>I wanted to get into concept art for entertainment design
Look at some concept art done for actual productions. Many of them are not finely finished art. They're not crap by any means, but they're done fast especially at the early stages. The important thing is to work out a design, fast iterations to refine it.
At later stages it gets more refined, and it can be rendered at finished quality for promotional materials. Say someone like Craig Mullens level.
http://www.goodbrush.com/concept/vbkex6jprsfk85yqyr042id07ji7br
But keep in mind something like that are rarely stage 1 concept art. pic related of a concept drawing that communicates an idea. The viewer didn't see the console in a lingering shot in the finished film, but some glorious bastard had to think of what and how it works, and drew it to communicate the concept.
>How necessary is practice and a preliminary portfolio before college?
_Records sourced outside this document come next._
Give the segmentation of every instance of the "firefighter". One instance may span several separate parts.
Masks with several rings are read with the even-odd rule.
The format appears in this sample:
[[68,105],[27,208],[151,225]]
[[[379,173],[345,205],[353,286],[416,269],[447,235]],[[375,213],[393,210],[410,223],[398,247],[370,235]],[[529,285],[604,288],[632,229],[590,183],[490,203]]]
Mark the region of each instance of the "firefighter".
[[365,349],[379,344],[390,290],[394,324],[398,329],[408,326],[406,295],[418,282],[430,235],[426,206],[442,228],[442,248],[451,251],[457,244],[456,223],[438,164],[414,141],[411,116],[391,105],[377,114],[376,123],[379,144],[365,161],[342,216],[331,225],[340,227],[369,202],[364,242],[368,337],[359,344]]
Practice is forever until you're dead. Portfolio is needed when you're applying for a job, at the highest level your portfolio preceeds you. But you still need a quality body of work.
>How necessary is life drawing to the field itself?
If you're doing a lot of characters, it's pretty important. At the very least, you want to git gud at fast gesture drawings. If you get gud at gesture drawings, it can apply to almost anything else.
>How do I get gud at doing designs in the first place? Do I focus on line art and proportions first? etc.
Look at the elements of visual art and principles of visual art. Master all of them as best as you can.
>Is usage of 3D applications and photobashing acceptable early on, or should I practice challenging topics like perspective from the beginning?
Whatever it takes. Obviously don't do something like tracing off a 3D and claiming that was your own manual perspective drawing. But if you use a 3d app or photobashing to learn the fundamentals of perspective or whatever else, that's fine.